Invest quarterly maintenance in your top 5% most-connected notes — they are your graph infrastructure
Identify your top 5% of notes by connection count and schedule quarterly reviews where you verify each hub note is current, accurate, and well-linked, investing maintenance effort proportional to structural importance.
Why This Is a Rule
A knowledge graph follows a power-law distribution: a small percentage of notes (hubs) have a disproportionate number of connections, while most notes have few. The top 5% by connection count are your graph's infrastructure — they appear in more retrieval paths, they're linked from more contexts, and they influence more of your system's behavior than any individual peripheral note.
An outdated, inaccurate, or poorly-linked hub note doesn't just produce one bad result — it degrades every retrieval path that passes through it. If your "feedback loops" hub note contains outdated examples or missing links, every search that touches feedback loops returns degraded results.

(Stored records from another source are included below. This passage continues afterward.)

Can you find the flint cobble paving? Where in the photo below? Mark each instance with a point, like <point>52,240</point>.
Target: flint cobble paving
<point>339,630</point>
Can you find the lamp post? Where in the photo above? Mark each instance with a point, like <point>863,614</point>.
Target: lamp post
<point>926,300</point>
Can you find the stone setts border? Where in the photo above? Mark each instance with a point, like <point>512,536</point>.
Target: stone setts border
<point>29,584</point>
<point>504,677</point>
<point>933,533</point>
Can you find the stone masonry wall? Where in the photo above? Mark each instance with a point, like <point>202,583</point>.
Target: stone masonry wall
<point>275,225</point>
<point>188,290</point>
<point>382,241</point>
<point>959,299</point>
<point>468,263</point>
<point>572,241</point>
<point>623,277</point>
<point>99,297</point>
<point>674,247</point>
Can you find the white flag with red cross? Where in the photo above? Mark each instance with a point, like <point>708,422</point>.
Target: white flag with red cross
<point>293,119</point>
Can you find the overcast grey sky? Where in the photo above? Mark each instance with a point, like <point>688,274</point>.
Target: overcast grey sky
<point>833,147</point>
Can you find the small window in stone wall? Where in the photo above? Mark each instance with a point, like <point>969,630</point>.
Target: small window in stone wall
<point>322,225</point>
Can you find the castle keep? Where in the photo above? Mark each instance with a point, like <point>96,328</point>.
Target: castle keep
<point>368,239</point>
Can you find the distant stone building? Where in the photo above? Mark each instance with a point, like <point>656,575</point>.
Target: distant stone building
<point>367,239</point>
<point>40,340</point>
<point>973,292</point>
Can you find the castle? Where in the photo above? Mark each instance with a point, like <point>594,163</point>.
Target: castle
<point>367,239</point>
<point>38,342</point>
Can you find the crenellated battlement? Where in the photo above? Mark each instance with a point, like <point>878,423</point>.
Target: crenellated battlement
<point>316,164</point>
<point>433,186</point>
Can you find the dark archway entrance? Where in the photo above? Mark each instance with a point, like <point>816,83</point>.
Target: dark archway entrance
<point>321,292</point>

Differential maintenance — investing more review effort in structurally important notes — matches maintenance cost to maintenance value. Quarterly reviews of the top 5% take a few hours and maintain the infrastructure that thousands of peripheral notes depend on. Reviewing all notes equally would take far longer while providing less value per minute.
When This Fires
- During quarterly knowledge system maintenance
- When retrieval quality degrades for common topics (probably a hub note issue)
- After significant new learning that might have outdated hub note content
- During any knowledge system audit focused on structural health
Common Failure Mode
Treating all notes equally in maintenance: reviewing recent notes or random notes rather than prioritizing by structural importance. A peripheral note with 1 link and a hub with 50 links get the same maintenance attention — but the hub's maintenance produces 50x the downstream improvement.
The Protocol
Quarterly: (1) Sort notes by connection count (inbound + outbound). (2) Identify the top 5% (for a 500-note system, that's ~25 hub notes). (3) For each hub: is the content still accurate? Are the links still valid and well-labeled? Are there new notes that should link here but don't? (4) Update, add missing links, correct outdated content. (5) The quarterly hub review is the highest-leverage maintenance activity in your knowledge system.